Coverage: The dataset should cover the full distribution of inputs the system will encounter — common cases, edge cases, adversarial cases. A dataset of only common cases will not detect failures on edge cases that appear in production.

Labeling: Each input in the dataset needs a label — either a reference output (for reference evaluation) or a set of criteria that outputs will be evaluated against (for rubric-based evaluation). Labeling is labor-intensive and should be done by domain experts who understand what correct outputs look like.

Size: For most enterprise AI features, 100–500 labeled examples is sufficient for initial evaluation. Below 50 examples, the evaluation results are too noisy to act on. Above 500, the marginal value of additional examples diminishes unless the input distribution is highly variable.
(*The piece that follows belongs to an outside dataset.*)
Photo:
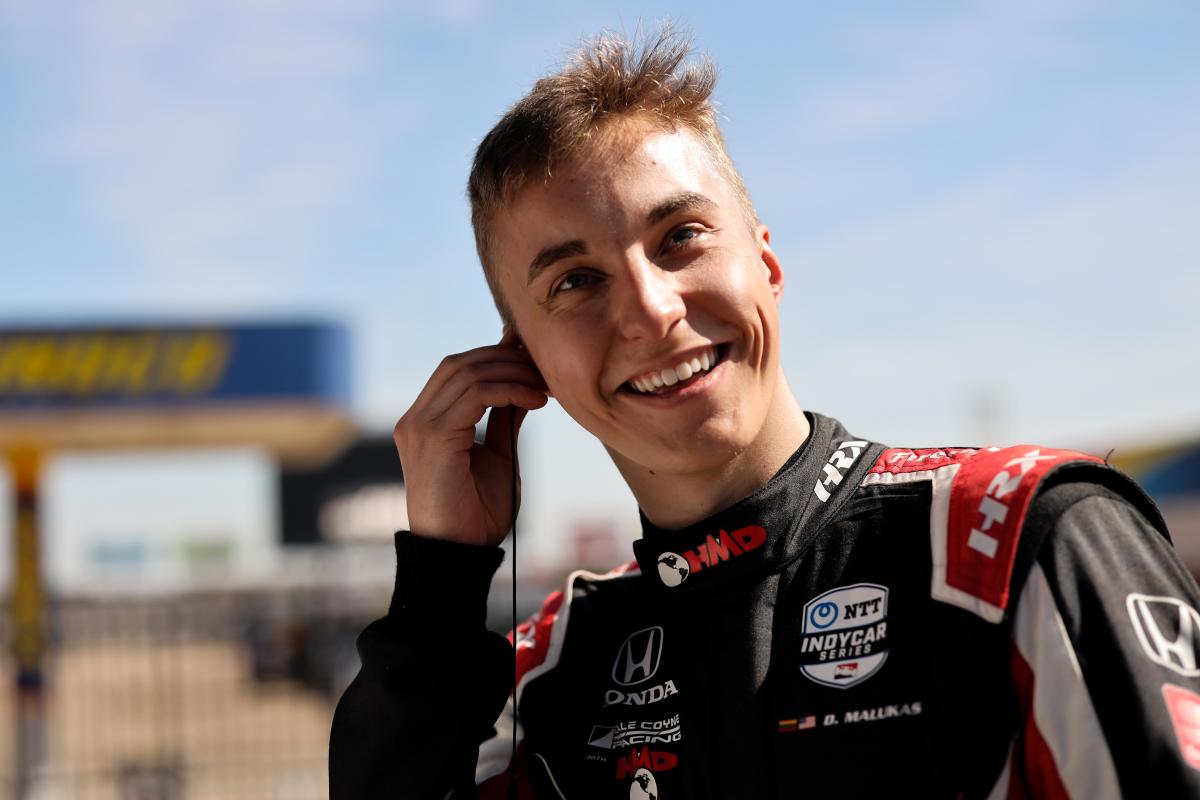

Freshness: Evaluation datasets should be updated as the input distribution changes. A dataset that was representative six months ago may not reflect current inputs. Schedule quarterly reviews.

27.5 Operationalizing Evaluation

Evaluation is most valuable when it runs automatically on every change. This means integrating evaluation into the development workflow:

Pre-commit evaluation: Run the evaluation suite against every prompt change before the change is merged. If evaluation scores drop below the threshold, the change is blocked.

Regression tracking: Track evaluation scores over time — prompt versions, model versions, dataset versions. A dashboard that shows the score trend makes regressions visible immediately.

A/B testing in production: For significant prompt changes, route a fraction of production traffic to the new prompt and compare scores on production inputs. Production A/B testing validates that evaluation scores on the labeled dataset translate to real-world quality.

Model upgrade testing: When the underlying model is upgraded, run the full evaluation suite before deploying the upgrade. Model upgrades that improve average performance sometimes introduce regressions on specific task types.

Evaluation operationalized into the development workflow becomes the guardrail that prevents AI quality from degrading silently between releases.